2nd degree AV block, type 1 = more time passes by, husband comes home later and later every nite, until one night he doesnt even show up... and the cycle starts again

2nd degree AV block, type 2 = guy doesnt care much, shows up once every 2 or 3 nights on a regular schedule

3rd degree/total HB = divorce, the man and woman are doin different things

anyways, she made it much funnier, but it helped out a lot... i have a diff system, but this one helps as well

Specializes in Utilization Management.

And of course, there's always this guy teaching heart blocks:

http://www.youtube.com/watch?v=BhGGzB09wQk&feature=related

:yeah:

ok,

here's a basic method.

there are three discinct areas of the heart; atrial, junctional and ventricular.

each area has specific markers of origin.

the atria.

the identifiers are an upright p-wave. generally all atrial beats must have an upright p-wave. we know all p waves dont look the same. please remember, there are hundreds of potential pacemakers in the atria. so if the sa node does not fire generally one of the other atrial pacemakers should fire. we also know all potential atrial pacemakers have there own size and shape of p-waves.

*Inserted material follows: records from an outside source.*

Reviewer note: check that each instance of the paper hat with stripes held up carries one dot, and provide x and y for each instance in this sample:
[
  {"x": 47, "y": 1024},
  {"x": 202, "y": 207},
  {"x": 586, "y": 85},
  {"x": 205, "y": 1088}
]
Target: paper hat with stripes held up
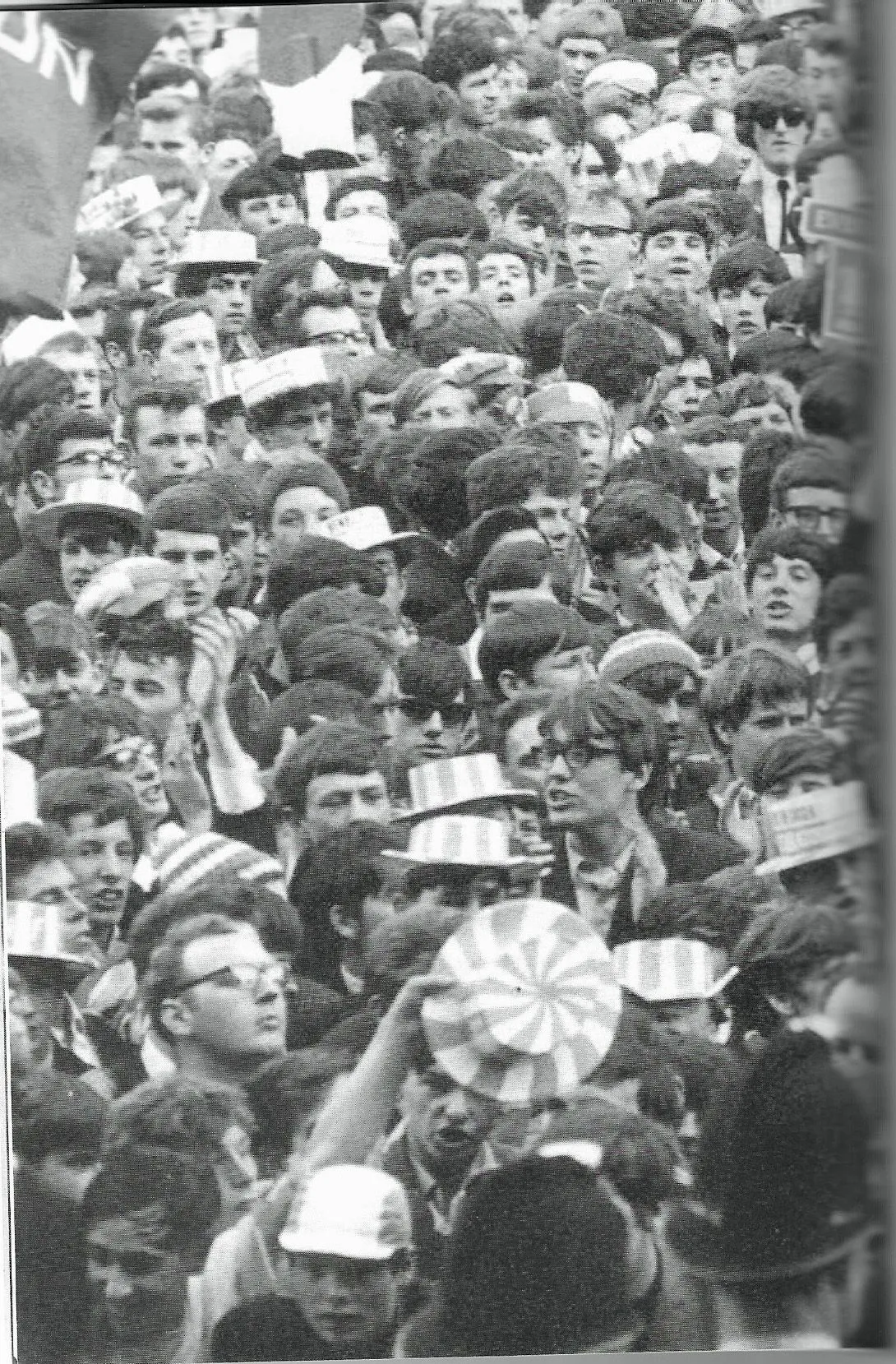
[{"x": 533, "y": 1004}]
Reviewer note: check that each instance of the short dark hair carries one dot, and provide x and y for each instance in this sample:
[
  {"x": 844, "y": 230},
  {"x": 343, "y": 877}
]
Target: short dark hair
[
  {"x": 64, "y": 793},
  {"x": 843, "y": 598},
  {"x": 525, "y": 635},
  {"x": 626, "y": 718},
  {"x": 159, "y": 316},
  {"x": 325, "y": 749},
  {"x": 194, "y": 509},
  {"x": 618, "y": 356},
  {"x": 138, "y": 1176},
  {"x": 788, "y": 543}
]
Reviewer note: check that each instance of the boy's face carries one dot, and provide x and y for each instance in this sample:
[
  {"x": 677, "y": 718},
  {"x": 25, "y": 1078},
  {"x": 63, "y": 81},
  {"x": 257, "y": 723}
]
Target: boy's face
[
  {"x": 677, "y": 260},
  {"x": 784, "y": 596},
  {"x": 136, "y": 1279},
  {"x": 155, "y": 689},
  {"x": 101, "y": 858},
  {"x": 742, "y": 307},
  {"x": 269, "y": 210},
  {"x": 765, "y": 722},
  {"x": 201, "y": 566},
  {"x": 351, "y": 1304}
]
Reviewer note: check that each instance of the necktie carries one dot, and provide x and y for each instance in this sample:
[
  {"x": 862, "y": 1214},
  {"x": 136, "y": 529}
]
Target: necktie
[{"x": 783, "y": 190}]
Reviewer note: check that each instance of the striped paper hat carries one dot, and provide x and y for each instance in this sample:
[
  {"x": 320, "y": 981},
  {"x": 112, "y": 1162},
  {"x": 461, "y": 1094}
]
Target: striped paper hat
[
  {"x": 533, "y": 1006},
  {"x": 667, "y": 969},
  {"x": 449, "y": 782},
  {"x": 188, "y": 859},
  {"x": 460, "y": 840}
]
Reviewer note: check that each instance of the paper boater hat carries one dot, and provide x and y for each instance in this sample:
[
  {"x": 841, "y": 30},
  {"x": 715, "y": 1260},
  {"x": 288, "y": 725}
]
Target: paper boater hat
[
  {"x": 460, "y": 840},
  {"x": 105, "y": 496},
  {"x": 533, "y": 1004},
  {"x": 811, "y": 828},
  {"x": 366, "y": 528},
  {"x": 668, "y": 969},
  {"x": 450, "y": 782}
]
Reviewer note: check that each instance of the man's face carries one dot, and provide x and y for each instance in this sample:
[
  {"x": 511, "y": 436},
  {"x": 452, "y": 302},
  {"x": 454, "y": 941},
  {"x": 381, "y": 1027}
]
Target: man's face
[
  {"x": 524, "y": 755},
  {"x": 504, "y": 280},
  {"x": 201, "y": 566},
  {"x": 445, "y": 408},
  {"x": 722, "y": 511},
  {"x": 784, "y": 596},
  {"x": 828, "y": 81},
  {"x": 428, "y": 728},
  {"x": 53, "y": 883},
  {"x": 58, "y": 677},
  {"x": 446, "y": 1124},
  {"x": 188, "y": 349},
  {"x": 337, "y": 800},
  {"x": 742, "y": 308},
  {"x": 483, "y": 97},
  {"x": 715, "y": 76},
  {"x": 88, "y": 457},
  {"x": 238, "y": 1010},
  {"x": 579, "y": 58},
  {"x": 779, "y": 144},
  {"x": 169, "y": 446},
  {"x": 585, "y": 784},
  {"x": 155, "y": 689},
  {"x": 693, "y": 382},
  {"x": 351, "y": 1304},
  {"x": 88, "y": 544},
  {"x": 136, "y": 1279},
  {"x": 824, "y": 511},
  {"x": 151, "y": 247},
  {"x": 84, "y": 372},
  {"x": 269, "y": 210},
  {"x": 299, "y": 511},
  {"x": 363, "y": 204},
  {"x": 677, "y": 260},
  {"x": 600, "y": 256},
  {"x": 852, "y": 656},
  {"x": 173, "y": 138},
  {"x": 436, "y": 280},
  {"x": 768, "y": 720},
  {"x": 228, "y": 298},
  {"x": 101, "y": 858},
  {"x": 224, "y": 160},
  {"x": 337, "y": 331},
  {"x": 557, "y": 519}
]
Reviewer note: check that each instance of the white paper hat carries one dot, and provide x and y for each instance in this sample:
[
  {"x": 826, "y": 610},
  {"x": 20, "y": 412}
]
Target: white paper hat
[
  {"x": 119, "y": 205},
  {"x": 811, "y": 828},
  {"x": 667, "y": 969},
  {"x": 289, "y": 372},
  {"x": 460, "y": 840},
  {"x": 533, "y": 1006},
  {"x": 450, "y": 782}
]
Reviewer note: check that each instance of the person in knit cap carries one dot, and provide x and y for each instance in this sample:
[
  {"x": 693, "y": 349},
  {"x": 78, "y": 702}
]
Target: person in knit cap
[
  {"x": 779, "y": 1223},
  {"x": 774, "y": 113}
]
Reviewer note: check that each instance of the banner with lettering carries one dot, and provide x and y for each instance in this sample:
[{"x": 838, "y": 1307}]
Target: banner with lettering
[{"x": 63, "y": 74}]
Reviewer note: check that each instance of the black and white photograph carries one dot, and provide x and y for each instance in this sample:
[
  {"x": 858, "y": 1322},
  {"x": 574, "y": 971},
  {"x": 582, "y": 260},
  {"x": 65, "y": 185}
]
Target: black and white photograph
[{"x": 442, "y": 680}]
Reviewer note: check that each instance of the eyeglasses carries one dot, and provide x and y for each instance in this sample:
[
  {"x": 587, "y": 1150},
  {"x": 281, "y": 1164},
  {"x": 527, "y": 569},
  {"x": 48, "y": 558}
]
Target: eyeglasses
[
  {"x": 811, "y": 519},
  {"x": 767, "y": 116},
  {"x": 93, "y": 460},
  {"x": 126, "y": 756},
  {"x": 420, "y": 708},
  {"x": 577, "y": 755},
  {"x": 243, "y": 976}
]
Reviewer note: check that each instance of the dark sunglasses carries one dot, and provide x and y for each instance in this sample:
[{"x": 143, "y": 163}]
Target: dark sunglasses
[
  {"x": 767, "y": 116},
  {"x": 419, "y": 708}
]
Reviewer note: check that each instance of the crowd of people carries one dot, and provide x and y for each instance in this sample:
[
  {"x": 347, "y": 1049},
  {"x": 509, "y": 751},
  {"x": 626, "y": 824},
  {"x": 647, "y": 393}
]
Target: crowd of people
[{"x": 441, "y": 745}]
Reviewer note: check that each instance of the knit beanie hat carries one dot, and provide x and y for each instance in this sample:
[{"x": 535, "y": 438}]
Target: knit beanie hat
[{"x": 644, "y": 648}]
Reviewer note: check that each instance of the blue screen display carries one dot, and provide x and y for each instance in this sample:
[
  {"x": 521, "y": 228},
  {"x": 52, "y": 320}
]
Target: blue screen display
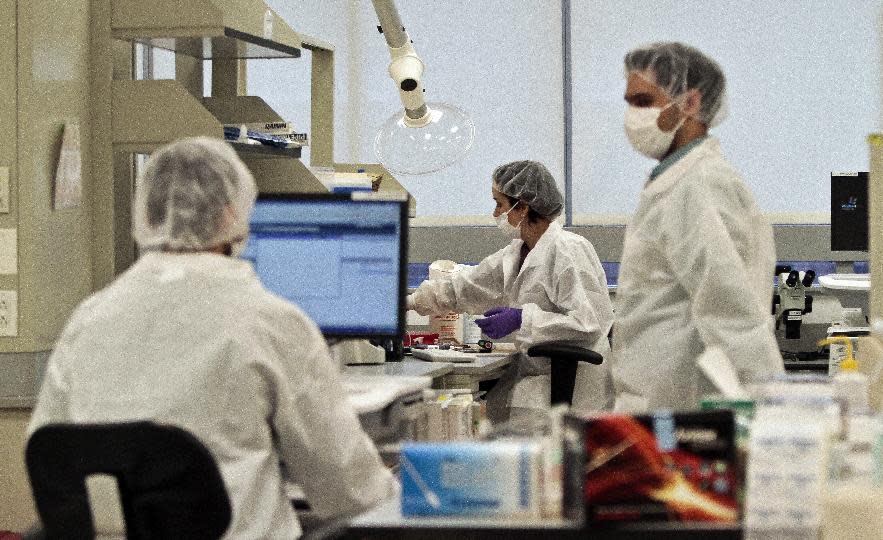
[{"x": 339, "y": 260}]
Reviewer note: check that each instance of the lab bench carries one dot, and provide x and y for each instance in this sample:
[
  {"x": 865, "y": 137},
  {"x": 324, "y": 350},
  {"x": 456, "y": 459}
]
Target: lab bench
[
  {"x": 444, "y": 374},
  {"x": 386, "y": 521}
]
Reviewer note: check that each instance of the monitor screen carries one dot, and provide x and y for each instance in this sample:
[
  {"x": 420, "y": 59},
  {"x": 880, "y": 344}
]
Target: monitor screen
[
  {"x": 342, "y": 260},
  {"x": 849, "y": 211}
]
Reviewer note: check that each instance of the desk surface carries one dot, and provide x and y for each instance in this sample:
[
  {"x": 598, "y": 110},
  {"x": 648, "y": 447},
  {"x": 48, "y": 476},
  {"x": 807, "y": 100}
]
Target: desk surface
[
  {"x": 483, "y": 364},
  {"x": 386, "y": 521},
  {"x": 409, "y": 367}
]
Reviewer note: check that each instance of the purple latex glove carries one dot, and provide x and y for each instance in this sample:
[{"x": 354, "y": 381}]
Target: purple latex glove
[{"x": 499, "y": 322}]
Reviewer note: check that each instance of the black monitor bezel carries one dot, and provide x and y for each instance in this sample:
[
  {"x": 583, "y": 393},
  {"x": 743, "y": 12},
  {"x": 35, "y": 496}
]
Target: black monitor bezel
[
  {"x": 834, "y": 244},
  {"x": 403, "y": 254}
]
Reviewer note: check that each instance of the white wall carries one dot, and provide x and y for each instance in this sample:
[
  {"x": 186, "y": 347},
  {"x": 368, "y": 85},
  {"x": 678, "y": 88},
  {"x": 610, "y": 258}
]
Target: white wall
[
  {"x": 804, "y": 85},
  {"x": 804, "y": 79}
]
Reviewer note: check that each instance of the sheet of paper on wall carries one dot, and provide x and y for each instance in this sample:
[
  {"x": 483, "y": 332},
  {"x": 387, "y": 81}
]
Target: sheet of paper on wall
[
  {"x": 8, "y": 251},
  {"x": 68, "y": 174}
]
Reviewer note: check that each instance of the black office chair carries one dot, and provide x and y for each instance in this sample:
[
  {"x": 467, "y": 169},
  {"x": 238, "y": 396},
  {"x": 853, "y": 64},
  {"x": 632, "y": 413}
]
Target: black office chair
[
  {"x": 565, "y": 358},
  {"x": 169, "y": 484}
]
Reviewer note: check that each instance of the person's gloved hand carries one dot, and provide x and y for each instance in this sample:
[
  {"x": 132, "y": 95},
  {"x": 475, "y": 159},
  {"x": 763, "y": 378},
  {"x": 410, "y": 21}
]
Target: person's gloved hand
[{"x": 499, "y": 322}]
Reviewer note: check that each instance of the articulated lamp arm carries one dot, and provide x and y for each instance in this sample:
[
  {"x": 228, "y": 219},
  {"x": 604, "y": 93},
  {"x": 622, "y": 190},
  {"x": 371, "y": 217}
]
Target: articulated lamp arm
[{"x": 406, "y": 67}]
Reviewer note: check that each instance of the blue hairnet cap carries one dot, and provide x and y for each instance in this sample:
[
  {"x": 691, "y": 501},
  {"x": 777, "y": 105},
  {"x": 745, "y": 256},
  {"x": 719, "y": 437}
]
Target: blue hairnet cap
[
  {"x": 531, "y": 182},
  {"x": 677, "y": 68}
]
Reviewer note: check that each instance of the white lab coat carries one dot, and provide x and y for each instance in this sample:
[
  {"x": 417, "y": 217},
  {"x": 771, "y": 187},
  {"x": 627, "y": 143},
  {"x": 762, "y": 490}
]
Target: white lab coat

we know what a sa node pwave looks like. big and round.

if your presented with a p-wave thats small or peaked or biphasic its still an atrial p-wave but probably not a sa node p-wave. most likely its coming from one of the other atrial pacemakers.

bottom line all atrial beats must have the atrial identifier, an upright p-wave and be narrow.

the junction

this area also has its own distinct identifier. the four rules for junctional beats are

1. absent pwave

2. inverted p-wave

3. a pwave that occurs after the qrs.

4. be narrow

both atrial and junctional beats are mostly narrow with qrss that are less than or equal to .12 seconds.

both the atrial and juntional area are above the ventrical and are termed "supraventricular". the reason we describe these specific areas is because we have an easy way of determining if the qrs originates in the supraventricular area or the ventricular area.

the width of the qrs is very helpful. you need to remember this point if you want to be good at reading ecgs. generally here are the rules for identifying supraventricular and ventricular rhythms.

almost all supraventricular rhythms are "narrow" (ie a qrs

almost all ventricular rhythms are "wide" (ie a qrs greater than .12 seconds)

so if anyone asks what is the width of the qrs for any atrial or junctional rhythm, you already know the answer.

if someone asks whats the width of the qrs for any ventricular rhythm you already know the answer > .12 seconds.

the ventricular area.

the ventricular identifier is a qrs > .12 seconds. generally if a qrs originates in the ventricles the qrs will be wide and bizarre ie. greater than .12 seconds. the wider the qrs is, the more it confirms ventricular.

i totally agree about dale dubins ekg book.